Nachdem der Gong endlich das Ende der letzten Stunde verkündet hat, strecke ich mich einmal ausgiebig und lasse daraufhin meine Sachen in meinem Rucksack verschwinden. Unauffällig starre ich auf den Rücken von Jungkook, der sich nicht wie sonst direkt nach Stundenende vom Stuhl erhoben hat, um die Klasse fluchtartig zu verlassen, sondern noch immer nach vorne gebeugt über seinem Block hängt.
Ich hebe gerade meine Hand, um ihn erneut anzustupsen, als sich ein mir unbekannter Junger vor unseren Tisch stellt.

"Hey Kooks. Bist du soweit?"

Jungkook nickt dem Jungen einmal zu und beginnt seine Sachen einzupacken. Mehr als überrascht hebe ich eine meiner Augenbrauen und lasse meinen Blick zwischen Jungkook und dem Jungen hin- und herwandern. Es ist das erste mal heute, dass ich jemanden mit Jungkook reden sehe und eigentlich dachte ich, alle Schüler würden ihn meiden. Aber dieser Junge mit dem silbernen Haar nicht, der sogar einen Spitznamen für den Schwarzhaarigen parat hat. Sie müssen also in irgendeiner Weise befreundet sein.

Nun habe ich scheinbar auch die Aufmerksamkeit des Unbekannten auf mich gezogen, denn skeptisch zieht er seine Stirn kraus. Doch dann scheint ihm ein Licht aufzugehen und erneut wendet er sich an Jungkook.

"Du hast ja nun einen Sitznachbar, Kooks. Das ist doch toll." Als Antwort bekommt er nur ein Schnauben von dem Schwarzhaarigen. Dieser zieht den Reißverschluss seiner Tasche zu und will gehen, merkt aber, dass sein Kumpel ihm nicht folgt.
Der Silberhaarige steht noch immer vor mir, hält mir aber zur Begrüßung seine Hand hin.

"Hey, ich bin Jimin. Freut mich, dich kennenzulernen. Du scheinst neu zu sein?"

Ich nicke lächelnd und erwidere seinen Handschlag. Er ist der erste an diesem Tag, der vollkommen natürlich zu mir ist.

"Ich bin Kim Taehyung. Freut mich ebenfalls. Ja, ich bin heute in die Klasse gekommen."

"Dann tut es mir leid, dass du ausgerechnet Jungkook als Sitzpartner bekommen hast. Einen ungesprächigeren Schüler hättest du gar nicht erwischen können."

Jimin lacht einmal auf und ignoriert den wütenden Blick, den sein Freund ihm zuwirft. Eng umklammert er seinen Rucksack, geht auf den Kleineren zu und versucht ihn, an der Hand hinter sich her zu ziehen.

"Jimin, lass uns nach Hause gehen", zischt er leise und ich habe Schwierigkeiten, ihn zu verstehen.

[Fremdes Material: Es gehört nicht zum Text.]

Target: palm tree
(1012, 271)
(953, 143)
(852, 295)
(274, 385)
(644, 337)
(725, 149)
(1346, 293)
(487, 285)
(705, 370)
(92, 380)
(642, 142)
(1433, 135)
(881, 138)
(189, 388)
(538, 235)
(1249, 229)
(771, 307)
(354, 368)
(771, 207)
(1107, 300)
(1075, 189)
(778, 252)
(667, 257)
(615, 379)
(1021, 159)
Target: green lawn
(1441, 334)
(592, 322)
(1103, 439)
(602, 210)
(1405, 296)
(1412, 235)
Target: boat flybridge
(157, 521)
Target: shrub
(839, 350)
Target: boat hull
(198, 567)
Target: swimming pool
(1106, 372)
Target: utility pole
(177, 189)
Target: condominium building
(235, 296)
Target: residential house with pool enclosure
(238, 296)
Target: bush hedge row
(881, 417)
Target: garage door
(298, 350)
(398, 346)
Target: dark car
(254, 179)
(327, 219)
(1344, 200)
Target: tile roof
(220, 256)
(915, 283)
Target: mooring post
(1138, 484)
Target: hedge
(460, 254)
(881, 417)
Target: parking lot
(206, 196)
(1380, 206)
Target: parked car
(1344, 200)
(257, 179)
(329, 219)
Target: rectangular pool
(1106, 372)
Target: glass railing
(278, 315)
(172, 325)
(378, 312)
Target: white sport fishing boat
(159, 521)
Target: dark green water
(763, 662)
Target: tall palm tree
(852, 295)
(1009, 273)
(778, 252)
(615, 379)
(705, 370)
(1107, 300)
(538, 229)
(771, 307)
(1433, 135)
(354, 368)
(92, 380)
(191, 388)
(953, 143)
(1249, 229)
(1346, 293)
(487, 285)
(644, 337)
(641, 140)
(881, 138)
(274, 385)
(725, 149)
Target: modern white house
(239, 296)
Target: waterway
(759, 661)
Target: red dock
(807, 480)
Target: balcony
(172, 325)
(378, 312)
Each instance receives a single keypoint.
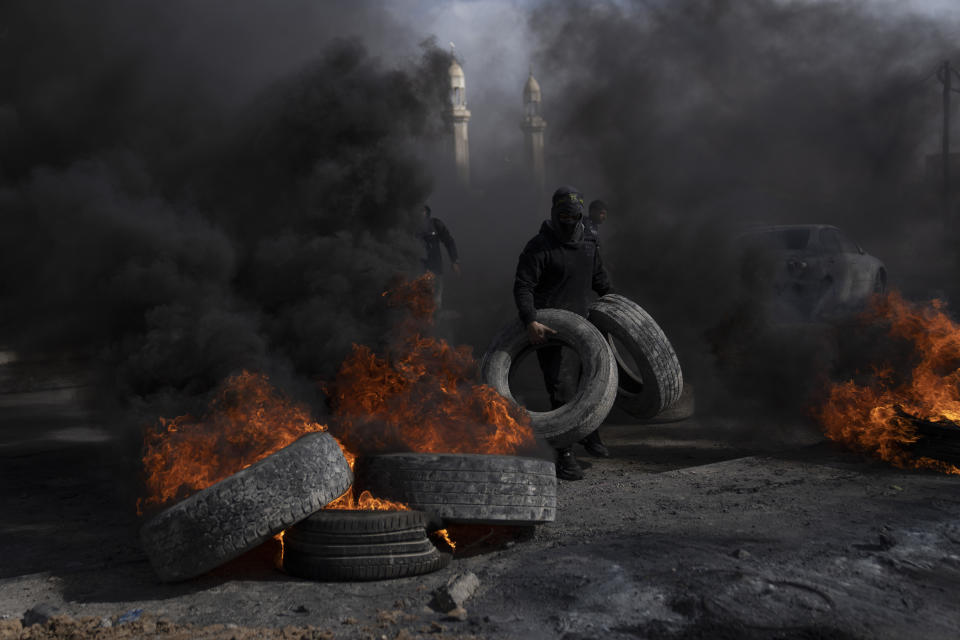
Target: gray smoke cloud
(694, 120)
(191, 190)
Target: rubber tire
(246, 509)
(359, 548)
(580, 416)
(382, 567)
(465, 488)
(662, 381)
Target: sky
(192, 188)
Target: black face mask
(566, 213)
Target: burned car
(808, 271)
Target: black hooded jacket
(558, 275)
(432, 234)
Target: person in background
(557, 269)
(433, 233)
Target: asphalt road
(704, 528)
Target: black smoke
(191, 190)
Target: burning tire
(465, 488)
(596, 390)
(360, 545)
(653, 382)
(246, 509)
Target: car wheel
(880, 283)
(465, 488)
(650, 379)
(595, 393)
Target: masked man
(432, 234)
(557, 269)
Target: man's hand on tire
(538, 332)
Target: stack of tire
(465, 488)
(361, 545)
(288, 487)
(287, 491)
(606, 379)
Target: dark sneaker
(567, 466)
(594, 446)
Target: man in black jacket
(557, 269)
(432, 233)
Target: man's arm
(529, 270)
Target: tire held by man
(596, 390)
(658, 383)
(246, 509)
(465, 488)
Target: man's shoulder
(538, 243)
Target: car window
(830, 239)
(847, 245)
(778, 239)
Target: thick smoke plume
(183, 200)
(695, 119)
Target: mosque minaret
(533, 125)
(459, 116)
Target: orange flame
(880, 418)
(421, 396)
(246, 421)
(365, 502)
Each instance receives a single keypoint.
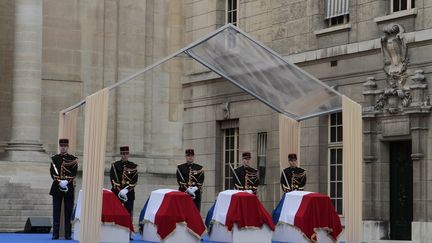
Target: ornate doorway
(401, 190)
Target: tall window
(337, 12)
(232, 12)
(335, 160)
(400, 5)
(262, 156)
(230, 155)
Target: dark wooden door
(401, 184)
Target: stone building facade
(85, 45)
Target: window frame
(336, 146)
(262, 139)
(409, 5)
(235, 163)
(228, 10)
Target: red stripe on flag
(317, 211)
(178, 207)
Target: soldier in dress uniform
(124, 177)
(293, 178)
(190, 177)
(246, 177)
(63, 170)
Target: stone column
(25, 142)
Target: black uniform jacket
(191, 175)
(247, 179)
(296, 177)
(124, 174)
(66, 167)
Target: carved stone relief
(403, 93)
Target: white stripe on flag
(156, 198)
(222, 205)
(291, 205)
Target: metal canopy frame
(242, 84)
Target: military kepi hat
(124, 149)
(246, 155)
(189, 152)
(64, 141)
(292, 156)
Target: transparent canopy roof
(257, 70)
(264, 74)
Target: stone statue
(394, 49)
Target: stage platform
(44, 238)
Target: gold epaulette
(130, 170)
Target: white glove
(63, 183)
(123, 192)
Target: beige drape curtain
(352, 170)
(289, 135)
(95, 132)
(67, 128)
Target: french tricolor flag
(308, 211)
(166, 207)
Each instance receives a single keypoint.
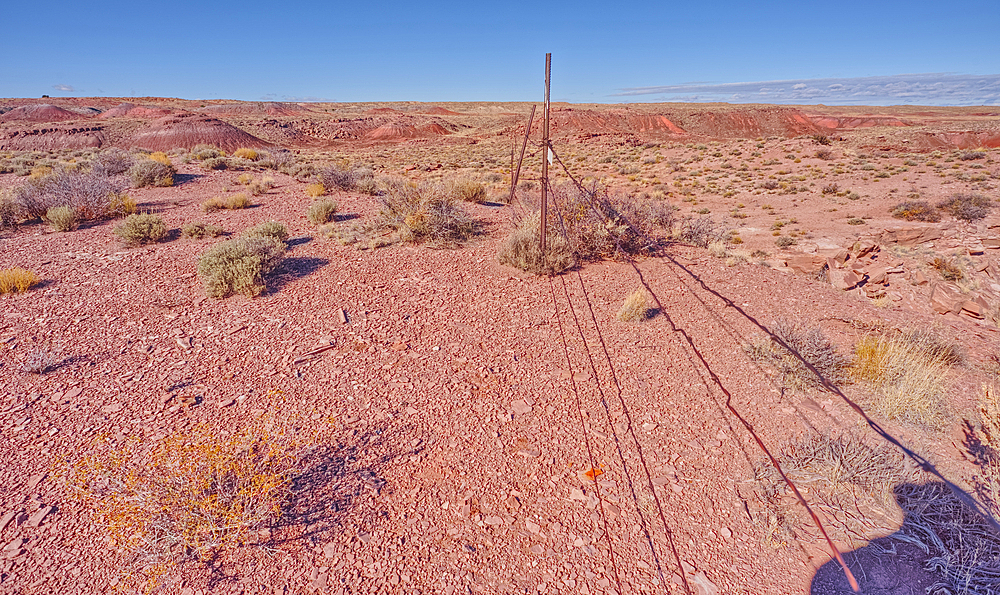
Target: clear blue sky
(467, 51)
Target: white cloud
(921, 89)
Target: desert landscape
(296, 348)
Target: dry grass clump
(190, 496)
(249, 154)
(810, 345)
(198, 230)
(849, 480)
(268, 229)
(121, 205)
(62, 218)
(522, 249)
(915, 210)
(160, 157)
(148, 172)
(239, 265)
(468, 190)
(424, 213)
(112, 162)
(908, 372)
(321, 212)
(232, 202)
(967, 207)
(635, 308)
(140, 229)
(315, 190)
(17, 280)
(88, 194)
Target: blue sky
(465, 51)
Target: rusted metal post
(517, 172)
(545, 157)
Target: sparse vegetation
(188, 496)
(198, 230)
(967, 207)
(810, 345)
(915, 210)
(147, 172)
(268, 229)
(321, 212)
(62, 218)
(17, 280)
(239, 265)
(907, 372)
(234, 201)
(635, 307)
(425, 212)
(140, 229)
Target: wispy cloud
(918, 89)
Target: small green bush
(62, 218)
(147, 172)
(915, 210)
(268, 229)
(967, 207)
(139, 229)
(239, 265)
(321, 212)
(199, 230)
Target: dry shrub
(198, 230)
(62, 218)
(160, 157)
(847, 479)
(147, 172)
(635, 307)
(424, 213)
(967, 207)
(17, 280)
(121, 205)
(915, 210)
(140, 229)
(190, 496)
(321, 212)
(112, 162)
(268, 229)
(40, 171)
(602, 225)
(248, 154)
(87, 193)
(522, 249)
(234, 201)
(10, 213)
(315, 190)
(810, 345)
(468, 190)
(239, 265)
(908, 374)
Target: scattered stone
(520, 406)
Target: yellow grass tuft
(908, 380)
(315, 190)
(635, 308)
(17, 280)
(160, 157)
(246, 154)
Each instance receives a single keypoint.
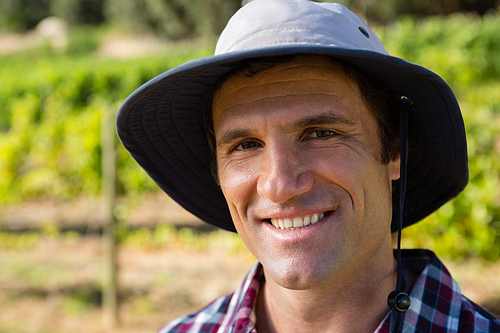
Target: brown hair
(382, 104)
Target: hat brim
(162, 125)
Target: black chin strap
(398, 300)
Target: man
(304, 121)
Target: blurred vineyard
(51, 103)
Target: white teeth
(297, 222)
(307, 220)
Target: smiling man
(304, 136)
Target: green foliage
(167, 236)
(463, 50)
(51, 109)
(50, 123)
(173, 19)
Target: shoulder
(206, 320)
(474, 318)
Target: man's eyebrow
(313, 120)
(320, 119)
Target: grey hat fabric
(162, 123)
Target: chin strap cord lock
(398, 300)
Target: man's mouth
(298, 222)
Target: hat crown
(275, 23)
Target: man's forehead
(312, 73)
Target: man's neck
(352, 304)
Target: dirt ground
(53, 286)
(52, 283)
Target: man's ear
(395, 167)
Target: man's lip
(298, 222)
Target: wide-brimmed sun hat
(162, 124)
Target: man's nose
(284, 175)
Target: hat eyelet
(364, 32)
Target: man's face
(297, 146)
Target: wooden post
(110, 285)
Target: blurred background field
(58, 77)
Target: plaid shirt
(437, 305)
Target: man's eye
(321, 134)
(247, 145)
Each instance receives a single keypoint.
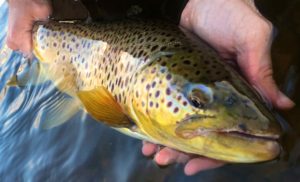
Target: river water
(84, 150)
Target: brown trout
(157, 82)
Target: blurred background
(84, 150)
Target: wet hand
(22, 15)
(237, 31)
(167, 156)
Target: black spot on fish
(187, 62)
(168, 91)
(176, 109)
(169, 76)
(243, 127)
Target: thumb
(259, 73)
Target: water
(84, 150)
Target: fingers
(255, 62)
(22, 15)
(200, 164)
(167, 156)
(258, 70)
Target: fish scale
(155, 81)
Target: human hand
(21, 17)
(166, 156)
(238, 31)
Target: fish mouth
(190, 132)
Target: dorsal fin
(103, 107)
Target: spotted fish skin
(173, 86)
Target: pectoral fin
(58, 112)
(29, 73)
(103, 107)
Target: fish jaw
(236, 148)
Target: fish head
(205, 108)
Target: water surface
(84, 150)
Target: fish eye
(198, 99)
(230, 100)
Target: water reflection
(83, 150)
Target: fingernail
(162, 160)
(284, 101)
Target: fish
(155, 81)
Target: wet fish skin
(174, 87)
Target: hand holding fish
(238, 31)
(22, 15)
(226, 25)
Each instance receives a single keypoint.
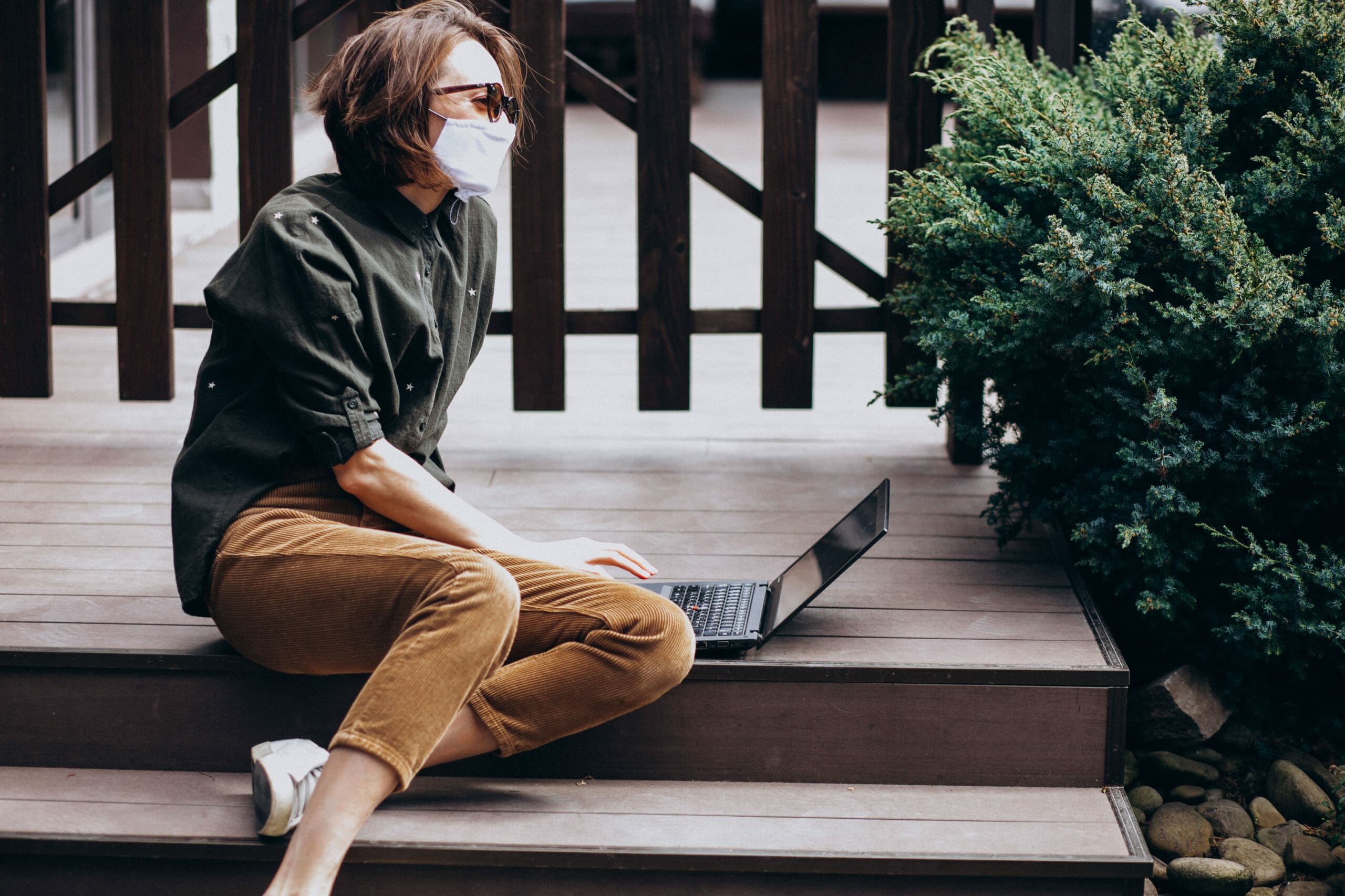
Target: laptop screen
(827, 559)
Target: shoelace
(303, 790)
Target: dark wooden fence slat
(789, 200)
(140, 173)
(265, 118)
(914, 113)
(1059, 27)
(664, 202)
(979, 11)
(25, 248)
(539, 209)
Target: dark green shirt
(344, 317)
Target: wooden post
(664, 161)
(370, 10)
(265, 116)
(914, 116)
(25, 249)
(789, 200)
(1059, 27)
(979, 11)
(539, 207)
(142, 209)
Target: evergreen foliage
(1146, 259)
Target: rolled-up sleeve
(295, 294)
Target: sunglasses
(495, 99)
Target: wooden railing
(664, 320)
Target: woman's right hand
(587, 555)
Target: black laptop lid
(824, 561)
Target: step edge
(413, 853)
(702, 670)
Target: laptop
(739, 615)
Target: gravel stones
(1177, 830)
(1265, 813)
(1277, 839)
(1295, 793)
(1305, 888)
(1145, 798)
(1211, 876)
(1308, 853)
(1266, 867)
(1227, 818)
(1178, 710)
(1189, 794)
(1171, 768)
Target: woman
(311, 514)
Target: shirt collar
(404, 214)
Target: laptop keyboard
(716, 610)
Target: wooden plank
(820, 731)
(265, 119)
(664, 198)
(142, 202)
(982, 13)
(1059, 27)
(539, 213)
(741, 799)
(789, 200)
(914, 115)
(157, 875)
(25, 268)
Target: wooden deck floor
(723, 490)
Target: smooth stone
(1310, 855)
(1132, 774)
(1235, 736)
(1145, 798)
(1277, 839)
(1265, 813)
(1305, 888)
(1169, 768)
(1177, 830)
(1177, 710)
(1295, 793)
(1266, 867)
(1189, 794)
(1227, 818)
(1209, 876)
(1322, 777)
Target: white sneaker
(284, 774)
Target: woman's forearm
(392, 483)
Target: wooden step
(854, 693)
(113, 832)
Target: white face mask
(471, 151)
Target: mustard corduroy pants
(310, 580)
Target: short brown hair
(374, 93)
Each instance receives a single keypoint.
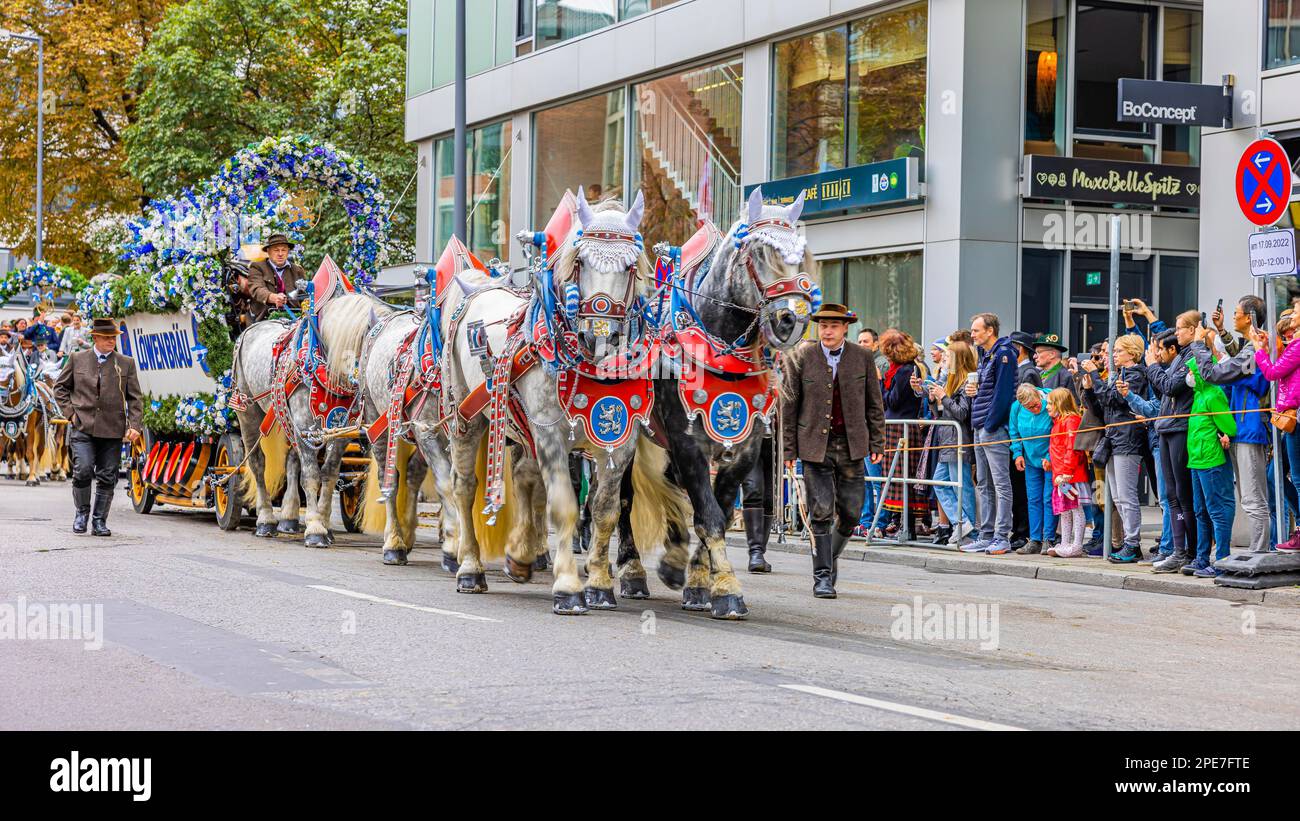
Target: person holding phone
(950, 402)
(1247, 390)
(992, 392)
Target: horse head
(603, 273)
(768, 269)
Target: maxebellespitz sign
(1106, 181)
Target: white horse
(393, 341)
(343, 322)
(586, 303)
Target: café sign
(859, 186)
(1106, 181)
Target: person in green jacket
(1208, 434)
(1030, 418)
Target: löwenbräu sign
(1105, 181)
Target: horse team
(667, 383)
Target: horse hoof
(635, 587)
(472, 582)
(731, 608)
(674, 578)
(694, 599)
(518, 573)
(599, 599)
(570, 604)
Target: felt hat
(1051, 341)
(835, 311)
(103, 326)
(277, 239)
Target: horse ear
(755, 205)
(796, 208)
(584, 211)
(637, 211)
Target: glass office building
(930, 131)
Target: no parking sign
(1264, 182)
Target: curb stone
(1116, 580)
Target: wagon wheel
(142, 495)
(351, 507)
(226, 491)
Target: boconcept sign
(1184, 104)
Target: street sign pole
(460, 195)
(1113, 331)
(1270, 298)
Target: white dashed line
(436, 611)
(906, 709)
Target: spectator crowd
(1184, 417)
(47, 339)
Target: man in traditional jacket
(100, 394)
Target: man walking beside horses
(832, 417)
(100, 394)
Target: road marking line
(906, 709)
(436, 611)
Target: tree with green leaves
(220, 74)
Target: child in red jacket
(1070, 486)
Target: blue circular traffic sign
(1264, 182)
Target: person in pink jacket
(1286, 373)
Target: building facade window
(885, 290)
(1281, 34)
(1045, 56)
(488, 220)
(579, 144)
(687, 142)
(850, 95)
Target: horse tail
(274, 448)
(376, 513)
(655, 500)
(492, 538)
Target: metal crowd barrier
(900, 461)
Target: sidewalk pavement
(1096, 572)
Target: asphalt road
(211, 630)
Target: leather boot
(757, 526)
(837, 542)
(99, 516)
(823, 565)
(81, 500)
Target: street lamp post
(40, 131)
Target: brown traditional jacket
(261, 285)
(807, 399)
(100, 400)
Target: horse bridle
(796, 291)
(601, 315)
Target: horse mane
(566, 263)
(762, 253)
(343, 322)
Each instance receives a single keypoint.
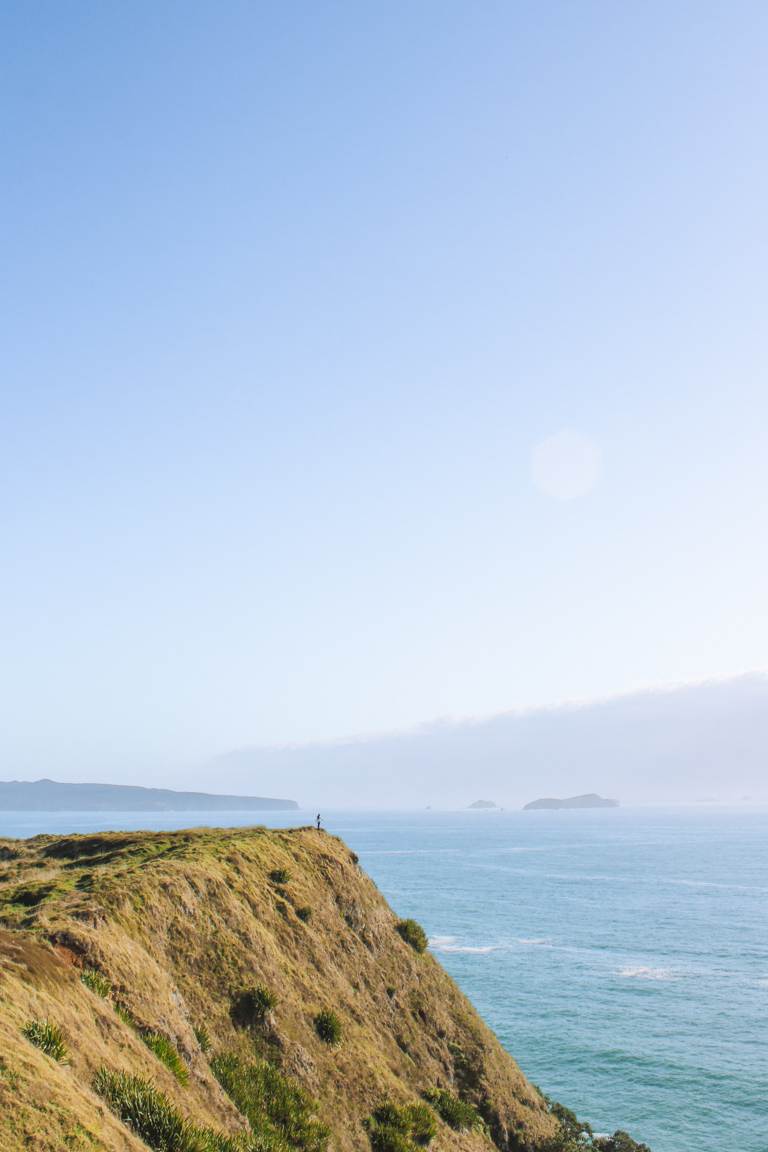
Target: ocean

Jimin jedoch ist tiefenentspannt und bedeutet dem Schwarzhaarigen mit einer Handbewegung ruhig zu sein.

"Sag mal, Tae...so darf ich dich doch nennen oder?" Überrascht von dieser prompten Vertrautheit nicke ich nur. "Bist du nicht dieser Youtuber? Wie heißt er noch?" Nachdenklich tippt er sich an sein Kinn und blickt hilfesuchend zu Jungkook. "Hilf mir doch mal, du schaust ihn doch immer."

Sofort wird Jungkook rot im Gesicht und dreht sich von uns weg. Er zieht Jimin zu sich herunter und flüstert ihm etwas ins Ohr, dessen Miene sich kurz darauf aufhellt. Doch meine Gedanken kreisen noch um das, was Jimin gerade sagte.

Jungkook schaut also meine Videos. Das habe ich nicht erwartet, denn immerhin hat er ganz anders als unsere Mitschüler reagiert und von Anfang an war er abweisend zu mir. Wenn er mich wirklich in irgendeiner Weise mögen würde, dann hätte er sich doch anders verhalten, oder?

Entschuldigend hebt Jimin seine Hände und dreht sich noch einmal kurz zu mir.

"Sorry Tae, ich muss los, sonst bekomme ich noch Ärger. Lass uns morgen mal wieder quatschen, ja?"

Fröhlich winkt er mir zu, ehe er sich von Jungkook hinterher ziehen lässt. Die beiden sind ein eigenartiges Gespann, passen überhaupt nicht zueinander, aber wahrscheinlich sind sie deshalb so gut miteinander befreundet.

Na dann, pass mal auf Jungkook, mir entkommst du nicht. Ich gewinne schon deine Freundschaft.